I should know this by now, but it's amazing the difference fabric choice makes to a pattern. Earlier this year I made Burda's 104c-02-2017 culottes pattern in a drapey viscose crepe fabric. Not at all the recommended fabric for the pattern, but the end result was great and I've worn them a lot. So I made them again, this time in a stretch cotton sateen from Fabric Godmother. This fabric is much more the sort of thing the pattern designer intended. The pattern specifies "lightweight trouser fabric with some body". The originals were a little large so I took the waist in slightly as well, and here's the end result; you wouldn't think it was the same pattern.
And here is the viscose crepe pair for comparison. I seem to have worn the same top for both sets of photos: not intentional.
In the spirit of full disclosure I should say that the sateen pair were worn and washed several times before we got around to taking pictures, and were put on straight from the drying rack without ironing, whereas the viscose pair were photographed in their 'just finished' state.
The viscose pair sit much lower on me and have a nice swish, but feel a bit big. The crepe tends to grow with wear which doesn't help, although a wash shrinks them back to the original size.
The sateen pair feel much more structured and look slightly shorter because they sit higher. The shinier fabric means they tend to show marks and creases more easily than the crepe ones.
The pattern has fake back pockets which I skipped on the new pair. They were a pain in the neck to sew on the originals and I wasn't happy with the positioning. The trousers look OK without them I think. The sizing on the new ones is better but still not quite right. They fit at the waist now but seem slightly too small on the bum. I didn't change the pattern there so that's just the effect of different fabric.
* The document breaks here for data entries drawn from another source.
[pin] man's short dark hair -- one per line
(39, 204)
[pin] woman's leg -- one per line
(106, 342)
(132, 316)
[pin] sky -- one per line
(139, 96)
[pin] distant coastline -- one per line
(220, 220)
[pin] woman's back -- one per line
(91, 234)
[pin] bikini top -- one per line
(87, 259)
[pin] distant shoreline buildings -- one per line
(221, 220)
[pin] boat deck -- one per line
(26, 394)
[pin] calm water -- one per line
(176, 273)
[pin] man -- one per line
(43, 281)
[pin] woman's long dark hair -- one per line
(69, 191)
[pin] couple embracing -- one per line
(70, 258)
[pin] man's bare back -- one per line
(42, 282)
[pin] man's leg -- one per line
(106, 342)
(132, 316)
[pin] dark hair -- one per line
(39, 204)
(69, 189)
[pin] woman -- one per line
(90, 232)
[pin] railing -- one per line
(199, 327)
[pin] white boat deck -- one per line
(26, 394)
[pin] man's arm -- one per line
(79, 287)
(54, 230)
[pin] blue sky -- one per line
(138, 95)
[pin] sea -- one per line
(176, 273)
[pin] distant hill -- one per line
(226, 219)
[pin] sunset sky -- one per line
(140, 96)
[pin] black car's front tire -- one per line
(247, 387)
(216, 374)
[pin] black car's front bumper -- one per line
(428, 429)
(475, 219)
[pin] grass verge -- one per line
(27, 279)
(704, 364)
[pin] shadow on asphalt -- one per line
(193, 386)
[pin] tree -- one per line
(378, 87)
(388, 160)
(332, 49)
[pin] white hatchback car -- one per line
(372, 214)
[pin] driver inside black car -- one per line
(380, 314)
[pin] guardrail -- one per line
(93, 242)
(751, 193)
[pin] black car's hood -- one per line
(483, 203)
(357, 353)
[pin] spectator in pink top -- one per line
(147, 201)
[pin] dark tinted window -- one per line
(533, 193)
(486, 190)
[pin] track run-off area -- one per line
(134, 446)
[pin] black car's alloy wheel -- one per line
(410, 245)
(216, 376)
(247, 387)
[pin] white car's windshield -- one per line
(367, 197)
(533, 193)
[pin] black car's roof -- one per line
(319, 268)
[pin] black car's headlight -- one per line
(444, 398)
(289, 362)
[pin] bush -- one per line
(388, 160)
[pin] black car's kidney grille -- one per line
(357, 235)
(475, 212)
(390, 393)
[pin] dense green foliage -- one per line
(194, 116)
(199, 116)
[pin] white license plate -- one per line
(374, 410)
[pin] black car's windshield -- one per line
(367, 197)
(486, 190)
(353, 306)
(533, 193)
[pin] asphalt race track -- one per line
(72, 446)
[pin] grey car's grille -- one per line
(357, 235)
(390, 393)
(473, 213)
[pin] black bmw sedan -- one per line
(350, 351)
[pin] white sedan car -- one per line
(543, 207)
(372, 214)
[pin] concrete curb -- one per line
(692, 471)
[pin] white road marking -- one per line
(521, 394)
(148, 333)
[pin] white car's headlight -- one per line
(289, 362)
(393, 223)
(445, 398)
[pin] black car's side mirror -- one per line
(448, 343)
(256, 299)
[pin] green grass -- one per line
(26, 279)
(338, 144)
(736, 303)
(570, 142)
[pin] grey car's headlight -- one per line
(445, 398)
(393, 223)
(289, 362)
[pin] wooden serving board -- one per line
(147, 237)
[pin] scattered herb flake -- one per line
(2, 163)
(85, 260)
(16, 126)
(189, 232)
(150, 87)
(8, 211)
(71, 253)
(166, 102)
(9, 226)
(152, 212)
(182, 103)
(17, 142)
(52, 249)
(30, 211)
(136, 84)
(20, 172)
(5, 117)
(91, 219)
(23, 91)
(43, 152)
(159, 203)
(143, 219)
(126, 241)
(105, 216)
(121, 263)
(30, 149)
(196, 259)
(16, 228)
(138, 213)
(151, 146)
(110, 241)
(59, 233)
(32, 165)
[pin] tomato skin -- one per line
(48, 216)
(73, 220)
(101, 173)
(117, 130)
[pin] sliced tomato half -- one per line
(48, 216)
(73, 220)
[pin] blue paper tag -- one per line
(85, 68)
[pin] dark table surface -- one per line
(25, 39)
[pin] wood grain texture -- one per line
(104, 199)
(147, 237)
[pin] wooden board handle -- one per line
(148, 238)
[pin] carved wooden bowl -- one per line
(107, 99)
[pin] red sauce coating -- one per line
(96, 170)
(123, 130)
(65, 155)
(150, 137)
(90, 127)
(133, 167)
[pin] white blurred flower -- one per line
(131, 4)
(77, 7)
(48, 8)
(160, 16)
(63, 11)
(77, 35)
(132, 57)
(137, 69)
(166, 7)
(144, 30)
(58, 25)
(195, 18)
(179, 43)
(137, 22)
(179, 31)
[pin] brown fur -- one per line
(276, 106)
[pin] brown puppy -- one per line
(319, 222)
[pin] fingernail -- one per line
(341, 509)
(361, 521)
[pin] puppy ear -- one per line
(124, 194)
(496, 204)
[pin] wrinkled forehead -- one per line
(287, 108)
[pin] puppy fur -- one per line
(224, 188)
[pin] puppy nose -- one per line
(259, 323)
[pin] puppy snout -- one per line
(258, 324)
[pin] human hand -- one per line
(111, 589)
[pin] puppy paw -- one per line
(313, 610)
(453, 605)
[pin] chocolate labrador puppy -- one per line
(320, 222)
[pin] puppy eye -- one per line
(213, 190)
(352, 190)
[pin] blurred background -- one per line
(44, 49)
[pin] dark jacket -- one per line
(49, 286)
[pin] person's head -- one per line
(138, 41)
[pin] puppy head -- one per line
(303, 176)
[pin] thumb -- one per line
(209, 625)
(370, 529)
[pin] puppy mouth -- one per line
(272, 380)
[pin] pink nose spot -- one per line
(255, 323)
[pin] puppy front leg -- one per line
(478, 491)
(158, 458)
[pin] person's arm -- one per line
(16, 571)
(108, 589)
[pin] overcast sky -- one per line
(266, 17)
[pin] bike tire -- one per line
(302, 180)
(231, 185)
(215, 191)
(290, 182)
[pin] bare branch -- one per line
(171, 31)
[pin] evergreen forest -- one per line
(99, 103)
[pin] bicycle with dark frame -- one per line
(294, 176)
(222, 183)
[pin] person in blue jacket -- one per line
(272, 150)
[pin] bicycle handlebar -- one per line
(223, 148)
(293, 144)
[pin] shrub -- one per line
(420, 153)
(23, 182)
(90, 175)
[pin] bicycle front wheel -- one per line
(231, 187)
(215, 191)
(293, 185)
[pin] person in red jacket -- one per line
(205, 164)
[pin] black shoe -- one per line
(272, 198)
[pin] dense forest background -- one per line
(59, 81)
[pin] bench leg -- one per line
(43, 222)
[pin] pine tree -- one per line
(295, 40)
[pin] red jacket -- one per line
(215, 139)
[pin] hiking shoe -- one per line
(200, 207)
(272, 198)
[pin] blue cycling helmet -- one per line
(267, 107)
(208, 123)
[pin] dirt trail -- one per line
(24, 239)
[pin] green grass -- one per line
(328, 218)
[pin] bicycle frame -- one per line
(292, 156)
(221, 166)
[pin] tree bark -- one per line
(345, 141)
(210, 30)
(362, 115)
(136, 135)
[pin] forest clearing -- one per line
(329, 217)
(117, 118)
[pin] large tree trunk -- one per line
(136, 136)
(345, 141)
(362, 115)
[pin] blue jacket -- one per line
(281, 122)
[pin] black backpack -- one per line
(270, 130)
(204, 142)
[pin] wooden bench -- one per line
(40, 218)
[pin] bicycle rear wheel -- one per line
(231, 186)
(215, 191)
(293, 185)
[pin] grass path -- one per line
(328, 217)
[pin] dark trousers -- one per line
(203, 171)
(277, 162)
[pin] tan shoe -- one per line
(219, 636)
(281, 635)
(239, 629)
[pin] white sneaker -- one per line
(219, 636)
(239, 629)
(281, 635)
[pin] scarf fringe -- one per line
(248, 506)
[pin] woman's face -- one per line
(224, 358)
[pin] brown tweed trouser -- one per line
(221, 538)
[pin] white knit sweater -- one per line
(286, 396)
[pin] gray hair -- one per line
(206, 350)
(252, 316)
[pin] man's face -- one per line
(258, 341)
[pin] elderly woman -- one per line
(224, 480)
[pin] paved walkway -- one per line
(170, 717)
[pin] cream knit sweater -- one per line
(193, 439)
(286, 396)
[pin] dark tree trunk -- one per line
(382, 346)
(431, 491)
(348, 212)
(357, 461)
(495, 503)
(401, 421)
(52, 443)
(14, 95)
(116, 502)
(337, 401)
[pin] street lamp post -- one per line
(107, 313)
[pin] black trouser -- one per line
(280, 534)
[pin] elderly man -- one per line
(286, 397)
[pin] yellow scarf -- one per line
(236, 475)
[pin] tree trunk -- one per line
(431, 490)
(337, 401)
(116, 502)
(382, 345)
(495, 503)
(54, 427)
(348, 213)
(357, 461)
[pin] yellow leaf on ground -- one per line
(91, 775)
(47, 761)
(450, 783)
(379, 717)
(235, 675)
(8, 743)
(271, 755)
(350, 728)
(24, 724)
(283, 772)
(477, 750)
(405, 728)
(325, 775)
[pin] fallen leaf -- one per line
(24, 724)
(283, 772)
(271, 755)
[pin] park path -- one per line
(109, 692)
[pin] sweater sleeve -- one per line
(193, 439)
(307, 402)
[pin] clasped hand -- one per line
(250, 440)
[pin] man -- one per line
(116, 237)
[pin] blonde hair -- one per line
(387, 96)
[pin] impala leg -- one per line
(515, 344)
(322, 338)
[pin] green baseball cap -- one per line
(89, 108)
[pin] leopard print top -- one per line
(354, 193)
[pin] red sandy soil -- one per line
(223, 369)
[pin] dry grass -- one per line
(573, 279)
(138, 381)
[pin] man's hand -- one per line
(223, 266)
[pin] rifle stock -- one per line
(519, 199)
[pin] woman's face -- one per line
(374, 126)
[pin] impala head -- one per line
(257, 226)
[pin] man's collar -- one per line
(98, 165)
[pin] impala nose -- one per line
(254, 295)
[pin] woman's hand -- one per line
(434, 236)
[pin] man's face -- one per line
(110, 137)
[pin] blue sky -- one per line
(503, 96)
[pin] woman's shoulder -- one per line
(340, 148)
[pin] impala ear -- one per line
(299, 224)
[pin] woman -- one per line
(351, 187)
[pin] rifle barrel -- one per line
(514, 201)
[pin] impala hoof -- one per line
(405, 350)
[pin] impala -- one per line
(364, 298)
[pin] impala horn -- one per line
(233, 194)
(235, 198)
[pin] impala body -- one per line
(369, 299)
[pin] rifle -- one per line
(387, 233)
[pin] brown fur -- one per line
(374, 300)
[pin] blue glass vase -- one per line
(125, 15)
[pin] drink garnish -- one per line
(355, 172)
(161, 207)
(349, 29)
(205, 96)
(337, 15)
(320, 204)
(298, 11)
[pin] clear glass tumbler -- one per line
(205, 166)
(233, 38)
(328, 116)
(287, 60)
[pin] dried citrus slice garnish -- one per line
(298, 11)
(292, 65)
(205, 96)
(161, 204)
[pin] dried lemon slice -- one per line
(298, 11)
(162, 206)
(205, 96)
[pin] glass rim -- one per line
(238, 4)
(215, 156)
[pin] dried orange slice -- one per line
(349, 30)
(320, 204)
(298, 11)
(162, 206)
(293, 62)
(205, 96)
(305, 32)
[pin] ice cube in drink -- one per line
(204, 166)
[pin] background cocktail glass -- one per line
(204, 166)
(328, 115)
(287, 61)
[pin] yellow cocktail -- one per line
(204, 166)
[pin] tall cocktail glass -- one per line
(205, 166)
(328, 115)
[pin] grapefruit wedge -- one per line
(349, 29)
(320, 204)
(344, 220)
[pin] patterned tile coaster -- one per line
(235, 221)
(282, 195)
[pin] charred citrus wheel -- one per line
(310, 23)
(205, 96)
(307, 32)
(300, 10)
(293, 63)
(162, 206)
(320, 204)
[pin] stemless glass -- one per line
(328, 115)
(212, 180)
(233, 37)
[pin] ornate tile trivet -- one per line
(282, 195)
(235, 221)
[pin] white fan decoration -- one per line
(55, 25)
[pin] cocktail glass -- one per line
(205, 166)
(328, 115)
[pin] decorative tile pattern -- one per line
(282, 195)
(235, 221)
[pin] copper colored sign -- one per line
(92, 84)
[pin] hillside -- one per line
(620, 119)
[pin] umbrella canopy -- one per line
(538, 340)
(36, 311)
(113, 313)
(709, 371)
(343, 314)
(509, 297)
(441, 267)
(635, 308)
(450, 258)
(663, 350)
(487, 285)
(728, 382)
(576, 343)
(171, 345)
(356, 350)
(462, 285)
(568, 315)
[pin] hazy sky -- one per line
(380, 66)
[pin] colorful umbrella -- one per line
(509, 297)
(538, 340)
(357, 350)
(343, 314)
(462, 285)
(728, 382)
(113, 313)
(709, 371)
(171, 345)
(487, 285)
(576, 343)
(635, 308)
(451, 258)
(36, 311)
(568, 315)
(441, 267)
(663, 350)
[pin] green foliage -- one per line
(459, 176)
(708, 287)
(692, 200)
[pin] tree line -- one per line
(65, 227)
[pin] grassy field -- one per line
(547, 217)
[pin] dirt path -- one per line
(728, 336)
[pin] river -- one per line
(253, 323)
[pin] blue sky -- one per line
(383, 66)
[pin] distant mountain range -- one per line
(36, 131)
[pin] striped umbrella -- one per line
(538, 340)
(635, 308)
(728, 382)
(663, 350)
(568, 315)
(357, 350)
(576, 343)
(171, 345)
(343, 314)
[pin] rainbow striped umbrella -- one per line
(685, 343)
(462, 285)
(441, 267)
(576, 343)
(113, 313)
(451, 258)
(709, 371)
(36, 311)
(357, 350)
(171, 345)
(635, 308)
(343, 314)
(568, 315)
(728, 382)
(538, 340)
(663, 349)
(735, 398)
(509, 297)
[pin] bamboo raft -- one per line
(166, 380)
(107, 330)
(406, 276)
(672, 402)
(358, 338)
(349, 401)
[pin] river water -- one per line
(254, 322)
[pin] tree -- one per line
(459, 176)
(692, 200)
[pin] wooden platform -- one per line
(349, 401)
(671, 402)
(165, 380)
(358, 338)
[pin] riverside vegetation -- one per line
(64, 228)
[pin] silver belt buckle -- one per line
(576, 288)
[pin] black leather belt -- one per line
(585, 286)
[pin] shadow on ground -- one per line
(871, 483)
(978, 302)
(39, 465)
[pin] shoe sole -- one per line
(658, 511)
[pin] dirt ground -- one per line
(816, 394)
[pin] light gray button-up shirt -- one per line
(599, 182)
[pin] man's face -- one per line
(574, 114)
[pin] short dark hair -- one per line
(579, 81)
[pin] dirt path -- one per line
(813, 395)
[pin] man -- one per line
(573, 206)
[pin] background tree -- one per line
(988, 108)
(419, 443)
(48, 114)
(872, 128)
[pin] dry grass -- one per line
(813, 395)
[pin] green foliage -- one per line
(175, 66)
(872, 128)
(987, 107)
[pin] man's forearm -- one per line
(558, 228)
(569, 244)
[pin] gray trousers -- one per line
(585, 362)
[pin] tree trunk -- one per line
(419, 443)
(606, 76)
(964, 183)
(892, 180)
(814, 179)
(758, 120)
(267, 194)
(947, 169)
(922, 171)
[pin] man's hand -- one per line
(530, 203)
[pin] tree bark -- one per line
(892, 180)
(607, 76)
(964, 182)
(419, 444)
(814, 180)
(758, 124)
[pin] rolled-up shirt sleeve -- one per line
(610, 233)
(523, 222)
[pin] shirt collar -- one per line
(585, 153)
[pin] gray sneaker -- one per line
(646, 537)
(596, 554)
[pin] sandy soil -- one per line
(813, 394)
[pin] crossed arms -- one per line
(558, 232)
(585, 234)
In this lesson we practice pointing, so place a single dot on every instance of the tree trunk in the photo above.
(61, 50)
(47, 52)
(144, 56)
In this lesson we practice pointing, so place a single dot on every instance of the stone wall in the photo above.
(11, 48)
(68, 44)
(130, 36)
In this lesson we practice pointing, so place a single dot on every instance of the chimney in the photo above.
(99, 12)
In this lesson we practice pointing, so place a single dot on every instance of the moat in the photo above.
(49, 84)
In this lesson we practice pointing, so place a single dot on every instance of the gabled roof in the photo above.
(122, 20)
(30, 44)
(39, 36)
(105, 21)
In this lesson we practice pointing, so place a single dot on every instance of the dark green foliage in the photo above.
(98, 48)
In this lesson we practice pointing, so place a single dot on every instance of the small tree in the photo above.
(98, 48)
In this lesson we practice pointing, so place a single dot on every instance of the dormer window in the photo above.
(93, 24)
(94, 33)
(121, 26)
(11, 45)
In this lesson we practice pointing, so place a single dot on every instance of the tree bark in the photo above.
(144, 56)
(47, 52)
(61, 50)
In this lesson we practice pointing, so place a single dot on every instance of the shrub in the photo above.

This pattern has lots of belt loops, which means there is a very long thin tube to turn inside out. Not my favourite sewing activity and not easy in a fabric with body. I tried a new-to-me technique involving a chopstick and a straw. I was cynical about it before I started but it worked! You sew up one end of the fabric tube, poke the straw into the tube, and then push the closed end through the centre of the tube using the chopstick. I can't find the instructions I used now but this article covers the technique: https://angelleadesigns.com/tutorials/how-to-turn-a-narrow-tube-of-fabric/ . I suspect it relies on the straw being an appropriate diameter for the size of tube. My straw was narrow and I think it would have failed on thicker fabric.
The belt came out the right length this time. On the previous pair it was extremely long which looks good in pictures but is a pain in the neck to wear. I must have cut it on the fold by mistake or something like that. In fact the whole waist area is better in the sateen. Again it's the effect of using crisper fabric. There is no waistband, just a facing, and it needs some body and a lot of tacking in order to make it stay put. I stitched my facing down in the ditch of the side and centre back seams on both pairs but I should have done it at the pleats and darts too.
I'm very happy with both of these. Both are in high rotation at the moment.
Both looking good, but I agree, quite different. The crepe more fluid and softer, the sateen giving a crisper more structured look.
I agree with Jay that they both look great on you (but then let’s be honest! you would look great in anything!) and it’s always interesting to see how different a pattern will turn out depending on the fabric you use. I always love to see someone’s end result with a pattern for this reason so when I get to see a comparison of fabrics using the same pattern I’m keen! Thank you for sharing your experience!
Fabulous. Must check out that pattern.
Very different – we ought to know by now 😉. I can see why you repeated the pattern and wouldn’t blame you for making more. Both pairs look excellent in different ways.
This looks very good, it’s great to know how to fit trousers. I always imagine it would take quite a long time to see them as well
Nought wrong with repeats especially when they look this good.
Rocking both pairs! And that top is great with each of them. Sewing repeats in different fabric is so satisfying. The process is quicker and you can make little tweaks each time.
I bow before your aesthetic discipline. The tee and trippens are perfect with the culottes.